Andreï Akuzine
PARIS — « Il vivait comme sans peau, il ressentait donc tout très intensément. Et le début de la guerre a rendu sa vie beaucoup plus difficile », a déclaré la metteuse en scène Tatiana Frolova à propos de son ami, l’artiste Andreï Akuzine.
En avril, Akuzin, 53 ans, s’est suicidé dans un centre de détention provisoire à Komsomolsk-sur-l’Amour, une ville de la région de Khabarovsk, dans l’Extrême-Orient russe, quelques jours après son arrestation pour un commentaire sur les réseaux sociaux.
Akuzin figure parmi les six prisonniers politiques russes au moins décédés en détention depuis le début de l’année, selon des organisations de défense des droits humains. Au total, au moins 70 personnes sont mortes en détention au cours des quinze dernières années, d’après l’organisation Memorial, lauréate du prix Nobel de la paix.
Pour les proches, les autres militants et les sympathisants, préserver la mémoire de ceux qui sont décédés est devenu un acte de solidarité et de résistance.
Akuzin et Frolova se sont rencontrés en 1998, lorsque son théâtre KnAM a organisé son premier festival international à Komsomolsk-sur-l’Amour. Bien que Frolova ait quitté la Russie après l’invasion de l’Ukraine, ils sont restés en contact. Pour des raisons de sécurité, Akuzin a effacé leurs messages de sa messagerie.
S’adressant au Moscow Times à Paris, Frolova a sorti son téléphone et a souri en voyant l’image de champignon qu’Akuzin utilisait comme photo de profil.
Elle a écouté le dernier message vocal qu’il lui avait envoyé, un message d’anniversaire daté du 1er avril.
« Je vous souhaite la prospérité » , a dit Akuzin.

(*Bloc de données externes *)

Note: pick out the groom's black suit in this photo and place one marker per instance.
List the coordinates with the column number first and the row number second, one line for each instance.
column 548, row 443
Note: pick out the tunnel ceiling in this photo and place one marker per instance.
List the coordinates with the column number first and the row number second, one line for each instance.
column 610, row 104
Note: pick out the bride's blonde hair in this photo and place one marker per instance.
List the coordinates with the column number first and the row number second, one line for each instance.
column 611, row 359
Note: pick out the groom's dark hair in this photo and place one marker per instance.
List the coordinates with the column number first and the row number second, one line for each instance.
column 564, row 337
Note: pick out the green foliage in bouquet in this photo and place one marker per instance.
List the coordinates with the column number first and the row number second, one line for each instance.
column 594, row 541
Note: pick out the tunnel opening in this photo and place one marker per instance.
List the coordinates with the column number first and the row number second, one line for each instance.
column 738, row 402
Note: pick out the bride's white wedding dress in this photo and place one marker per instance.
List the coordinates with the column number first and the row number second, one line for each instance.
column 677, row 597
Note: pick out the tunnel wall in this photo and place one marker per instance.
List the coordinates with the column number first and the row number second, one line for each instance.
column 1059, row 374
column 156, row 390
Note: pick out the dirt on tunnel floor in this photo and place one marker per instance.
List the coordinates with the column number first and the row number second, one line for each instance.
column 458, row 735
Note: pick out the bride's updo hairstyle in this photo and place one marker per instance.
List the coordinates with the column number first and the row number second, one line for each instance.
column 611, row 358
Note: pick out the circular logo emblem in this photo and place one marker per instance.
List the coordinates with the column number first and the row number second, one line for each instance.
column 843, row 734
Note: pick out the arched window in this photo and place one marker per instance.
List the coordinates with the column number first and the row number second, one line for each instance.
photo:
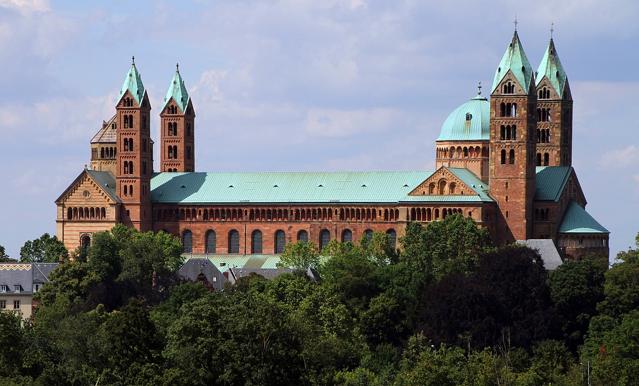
column 256, row 242
column 325, row 238
column 368, row 235
column 187, row 241
column 234, row 241
column 85, row 241
column 280, row 241
column 392, row 238
column 209, row 242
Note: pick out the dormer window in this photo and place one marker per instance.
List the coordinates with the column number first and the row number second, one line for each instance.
column 509, row 88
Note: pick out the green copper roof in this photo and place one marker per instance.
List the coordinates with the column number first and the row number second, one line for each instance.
column 133, row 83
column 468, row 122
column 177, row 91
column 106, row 181
column 577, row 220
column 551, row 68
column 550, row 182
column 302, row 187
column 514, row 60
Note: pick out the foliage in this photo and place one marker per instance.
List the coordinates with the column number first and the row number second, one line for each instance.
column 301, row 256
column 449, row 310
column 45, row 249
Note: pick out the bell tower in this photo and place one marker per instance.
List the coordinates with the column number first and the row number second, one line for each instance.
column 554, row 112
column 177, row 120
column 134, row 151
column 513, row 128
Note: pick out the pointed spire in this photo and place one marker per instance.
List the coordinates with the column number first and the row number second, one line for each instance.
column 177, row 90
column 133, row 83
column 551, row 69
column 514, row 60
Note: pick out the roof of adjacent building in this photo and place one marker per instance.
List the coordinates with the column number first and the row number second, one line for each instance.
column 133, row 83
column 24, row 275
column 108, row 132
column 304, row 187
column 468, row 122
column 177, row 91
column 514, row 60
column 106, row 181
column 577, row 220
column 547, row 251
column 551, row 69
column 550, row 182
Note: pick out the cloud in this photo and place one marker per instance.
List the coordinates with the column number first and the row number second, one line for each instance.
column 628, row 156
column 26, row 7
column 335, row 123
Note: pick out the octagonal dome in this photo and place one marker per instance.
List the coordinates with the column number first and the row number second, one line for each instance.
column 468, row 122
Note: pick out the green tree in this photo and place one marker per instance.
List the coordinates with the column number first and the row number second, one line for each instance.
column 301, row 255
column 45, row 249
column 576, row 287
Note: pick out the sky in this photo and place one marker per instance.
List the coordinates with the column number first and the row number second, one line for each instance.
column 304, row 86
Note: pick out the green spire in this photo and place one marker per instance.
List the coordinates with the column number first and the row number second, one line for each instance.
column 177, row 91
column 133, row 83
column 515, row 60
column 551, row 68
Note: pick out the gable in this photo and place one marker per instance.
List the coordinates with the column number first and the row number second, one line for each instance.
column 89, row 189
column 443, row 183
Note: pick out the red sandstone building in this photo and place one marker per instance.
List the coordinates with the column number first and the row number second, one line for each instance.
column 505, row 162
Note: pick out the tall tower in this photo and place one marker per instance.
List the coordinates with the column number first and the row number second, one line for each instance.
column 177, row 128
column 134, row 152
column 513, row 128
column 554, row 112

Dans sa réponse, Frolova a fait part de ses inquiétudes quant à l’avenir. Akuzin a déclaré qu’il se sentait lui aussi mal à l’aise. Le lendemain, il a été arrêté. Les charges exactes retenues contre lui n’ont pas été rendues publiques.
Akuzin a passé son anniversaire, le 7 avril, en détention provisoire. Il a été retrouvé mort dans sa cellule le lendemain.
« Honnêtement, je ne sais même pas… s’il s’agissait d’un meurtre pur et simple, ou s’ils l’ont poussé à bout, torturé », a déclaré Frolova.
Elle a raconté qu’Akuzin lui avait confié un jour que si quelque chose lui arrivait, il voulait que ses cendres soient dispersées sur une rivière.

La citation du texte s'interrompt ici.